Bir hayvanla gerçek bir zaman geçirebilme ayrıcalığına sahip olabilmiş insanlar bilirler ki onlar da “aslında” düşünebiliyorlar. Yalnızca gözlerinin içine bakar ya da manalı yüzlerine meraklı bakışlar atarsanız, tıpkı insanlar gibi onların da zihinlerinden akan düşünce ırmağına şahit olabilirsiniz.
Belçikalı fotoğrafçı Vincent Lagrance bunu fark etti. Bilincine vardığı şeyi dünyaya göstermek için de Human Animal, (İnsan Hayvan) fotoğraf serisini bu uğurda bir anlatım aracı olarak kullandı. “Bugünlerde çoğu insan yalnızca insanları fotoğraflıyor,” diyor Lagrance, “Fakat yalnızca bazıları hayvanları fotoğraflıyor… Ben de hayvanları insanlar gibi fotoğraflayarak, onların duygularını ve insansal karakteristiklerini hüzünlü bir şekilde tasvir etmeye çalıştım.”

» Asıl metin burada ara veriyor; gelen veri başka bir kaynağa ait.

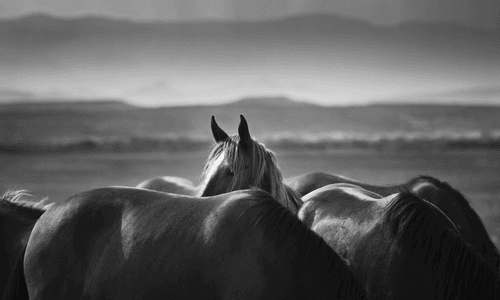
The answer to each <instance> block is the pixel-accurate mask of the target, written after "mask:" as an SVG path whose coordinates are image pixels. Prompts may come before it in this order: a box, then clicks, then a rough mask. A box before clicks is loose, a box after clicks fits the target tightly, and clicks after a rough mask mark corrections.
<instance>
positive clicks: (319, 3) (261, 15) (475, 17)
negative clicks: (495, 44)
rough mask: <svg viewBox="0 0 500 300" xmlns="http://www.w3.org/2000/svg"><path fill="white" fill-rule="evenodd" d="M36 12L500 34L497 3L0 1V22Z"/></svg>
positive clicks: (496, 1)
mask: <svg viewBox="0 0 500 300" xmlns="http://www.w3.org/2000/svg"><path fill="white" fill-rule="evenodd" d="M40 11H42V12H49V13H54V14H56V15H81V14H105V15H112V16H120V17H129V18H135V19H161V20H169V21H182V20H193V19H198V20H199V19H226V20H252V19H253V20H255V19H262V18H274V17H282V16H286V15H290V14H298V13H311V12H315V13H333V14H339V15H344V16H351V17H355V18H360V19H363V20H368V21H371V22H373V23H376V24H387V23H399V22H405V21H412V20H416V21H432V22H438V21H452V22H460V23H463V24H466V25H468V26H471V27H483V28H496V29H500V17H499V16H500V1H498V0H454V1H450V0H421V1H415V0H337V1H327V0H212V1H207V0H144V1H135V0H89V1H80V0H38V1H35V2H34V1H32V0H2V7H1V9H0V17H9V16H17V15H21V14H27V13H33V12H40Z"/></svg>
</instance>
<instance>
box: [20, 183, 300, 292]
mask: <svg viewBox="0 0 500 300" xmlns="http://www.w3.org/2000/svg"><path fill="white" fill-rule="evenodd" d="M252 193H253V192H252ZM263 194H266V193H263ZM266 195H267V194H266ZM269 198H270V197H269ZM270 201H275V200H273V199H272V198H271V200H270ZM255 203H256V200H255V199H252V197H248V194H244V193H243V194H242V193H230V194H229V196H223V197H222V196H221V197H214V198H213V199H210V200H206V199H200V198H190V197H183V196H176V195H171V194H163V193H156V192H153V191H146V190H140V189H117V188H107V189H98V190H93V191H91V192H87V193H84V194H80V195H77V196H76V197H74V198H73V199H71V201H67V202H66V203H63V204H62V205H60V206H58V207H55V208H53V209H51V210H49V211H48V212H47V214H46V215H43V216H42V218H40V221H39V222H38V223H37V225H36V226H35V228H34V230H33V234H32V237H31V238H30V241H29V243H28V248H27V253H26V261H25V269H26V281H27V284H28V288H29V291H30V296H31V298H33V299H49V298H51V299H53V298H82V297H85V298H92V299H93V298H119V299H137V298H151V299H154V298H160V297H161V298H170V299H175V298H185V297H195V298H206V299H211V298H212V299H215V298H217V299H235V298H245V299H262V298H264V299H266V298H267V299H280V298H282V299H285V298H289V297H292V295H291V294H289V292H286V291H292V290H293V285H292V284H291V283H290V281H289V280H286V277H287V274H290V273H291V272H288V271H290V270H286V268H290V265H289V264H285V263H282V264H281V269H278V270H279V272H278V273H277V272H276V271H275V270H276V269H275V267H276V266H273V264H272V262H271V261H270V260H272V259H276V257H275V253H276V252H275V251H273V249H271V248H272V247H269V246H268V245H263V243H264V240H265V239H263V238H262V234H261V233H259V232H261V229H260V228H259V227H258V226H257V227H252V220H253V217H252V214H251V213H248V210H249V209H251V207H254V205H255ZM265 250H268V251H267V252H266V251H265ZM276 275H279V276H276ZM271 283H272V284H273V288H269V284H271Z"/></svg>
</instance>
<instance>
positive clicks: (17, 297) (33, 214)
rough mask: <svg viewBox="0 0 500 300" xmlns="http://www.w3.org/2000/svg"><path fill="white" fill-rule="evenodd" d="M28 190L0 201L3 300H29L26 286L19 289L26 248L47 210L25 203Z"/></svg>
mask: <svg viewBox="0 0 500 300" xmlns="http://www.w3.org/2000/svg"><path fill="white" fill-rule="evenodd" d="M25 196H28V194H27V192H26V191H25V190H19V191H8V192H6V193H5V194H4V195H3V196H2V197H0V291H1V295H2V299H28V293H27V292H28V291H27V290H26V286H23V285H18V281H17V278H18V277H20V276H23V274H24V272H23V257H24V250H25V248H26V244H27V243H28V239H29V236H30V234H31V230H32V228H33V226H35V223H36V221H37V220H38V218H40V216H41V215H42V214H43V213H44V211H45V210H46V209H47V208H48V206H47V207H45V206H43V205H40V204H38V203H35V202H31V201H25V200H22V198H23V197H25Z"/></svg>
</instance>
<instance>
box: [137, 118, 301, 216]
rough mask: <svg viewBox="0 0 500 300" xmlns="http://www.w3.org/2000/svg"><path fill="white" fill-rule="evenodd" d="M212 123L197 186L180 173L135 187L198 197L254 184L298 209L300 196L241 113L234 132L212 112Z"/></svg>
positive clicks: (270, 152)
mask: <svg viewBox="0 0 500 300" xmlns="http://www.w3.org/2000/svg"><path fill="white" fill-rule="evenodd" d="M211 127H212V133H213V136H214V139H215V141H216V144H215V145H214V147H213V149H212V151H211V153H210V155H209V157H208V159H207V163H206V165H205V168H204V171H203V174H202V180H201V183H200V185H199V186H196V187H195V186H193V185H192V183H191V182H190V181H188V180H187V179H184V178H181V177H159V178H154V179H150V180H147V181H145V182H142V183H141V184H139V185H138V186H137V187H139V188H146V189H153V190H158V191H163V192H169V193H177V194H185V195H192V196H195V195H196V196H200V197H204V196H214V195H218V194H223V193H227V192H230V191H236V190H241V189H248V188H251V187H257V188H260V189H262V190H264V191H266V192H268V193H270V194H271V196H273V197H274V198H275V199H276V200H278V202H280V203H281V204H282V205H284V206H285V207H287V208H289V209H290V210H291V211H292V212H296V211H297V210H298V209H299V207H300V206H301V205H302V200H301V199H300V196H299V195H298V194H297V193H295V191H293V190H292V189H290V188H289V187H288V186H287V185H286V184H285V182H284V180H283V176H282V174H281V170H280V169H279V167H278V165H277V162H276V156H275V155H274V153H273V152H272V151H270V150H268V149H266V147H265V146H264V144H262V143H259V142H258V141H256V140H254V139H252V137H251V136H250V132H249V130H248V124H247V121H246V120H245V118H244V117H243V116H242V115H240V124H239V126H238V134H237V135H232V136H229V135H227V133H226V132H224V130H222V129H221V128H220V127H219V125H217V123H216V122H215V118H214V117H213V116H212V123H211Z"/></svg>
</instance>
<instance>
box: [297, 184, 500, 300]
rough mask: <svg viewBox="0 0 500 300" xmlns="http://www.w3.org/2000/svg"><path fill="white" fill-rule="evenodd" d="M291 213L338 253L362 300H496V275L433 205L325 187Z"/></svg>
mask: <svg viewBox="0 0 500 300" xmlns="http://www.w3.org/2000/svg"><path fill="white" fill-rule="evenodd" d="M304 201H305V203H304V205H303V206H302V208H301V209H300V211H299V213H298V216H299V219H301V220H303V221H304V222H305V223H306V224H307V225H308V226H309V227H310V228H311V229H312V230H313V231H315V232H317V233H318V234H319V235H320V236H322V237H323V239H325V241H327V243H328V244H329V245H330V246H331V247H332V248H333V249H334V250H335V251H336V252H337V253H339V254H340V255H341V256H343V257H344V258H345V259H346V260H347V262H348V265H349V266H350V268H351V269H352V270H353V272H354V273H355V274H356V275H357V276H358V277H359V278H360V280H361V281H362V282H363V283H364V285H365V289H366V291H367V294H368V297H369V298H370V299H498V297H500V289H499V288H500V287H499V281H498V274H497V273H496V272H494V271H493V270H491V269H490V267H489V266H488V264H487V262H486V261H485V260H484V258H483V257H482V256H481V255H479V254H478V253H477V252H476V251H475V250H474V249H473V248H471V247H470V246H469V245H468V244H467V243H466V242H465V241H464V240H463V238H462V237H461V236H460V234H459V232H458V229H457V228H456V227H455V225H454V224H453V222H451V220H450V219H449V218H448V217H447V216H446V215H444V213H443V212H441V211H440V210H439V209H438V208H437V207H435V206H434V205H433V204H431V203H429V202H427V201H425V200H423V199H421V198H419V197H417V196H416V195H414V194H413V193H411V192H402V193H395V194H392V195H390V196H386V197H383V196H380V195H378V196H376V195H374V194H373V193H370V192H368V191H366V190H363V189H362V188H360V187H348V186H342V185H340V186H339V185H336V184H332V185H328V186H325V187H322V188H320V189H318V190H316V191H314V192H311V193H309V194H307V195H306V196H304Z"/></svg>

Bunlar gibi fotoğraflar şunu açıkça göstermeye yarıyor: Hangi hayvan olursa olsun -insan, köpekgiller, kedigiller, büyükbaş hayvanlar vs.- hepsinde derin bir bilinç düzeyi var. Kendimize gerçekten “bakmayı” öğretirsek, biz de bu bilince dahil olabilir, hayvanları insan dışı varlık olarak değil; hepimizi aynı yeryüzünün sakini olarak görebiliriz.
“Şu kedi yine benim bahçemde… Bir strateji geliştirmem gerekecek. Onun istediği tek şey havlamam olduğu halde…”
“Diyelim ki aynı hizadan bakıyoruz. Ben ileri doğru baktığımda da seni görebiliyorum. Aklında bulunsun yani.”
“O koca cafcaflı şeyle n’abıyon? Kamera o dimi? Aay, şöyle şuradan çek, böyle iyi çıkıyorum.”
“O ne? Yeniyo mu o? Çiğnemem mi lazım ki?”
5. “Ay yoksa o? Valla duymuştum ben ha dur bakıyım… Aynen, konserve açacağı bu. Allam yarebbim, vallahi konserve açacağı…”
“İnsan mükemmel doğmaz; mükemmel olur.”
“Sopanın ucuna tüy mü taktın? Ciddi misin ya? İnsan, şurda bi anlaşalım. Böyle şeyler için fazla entelektüelim ben.”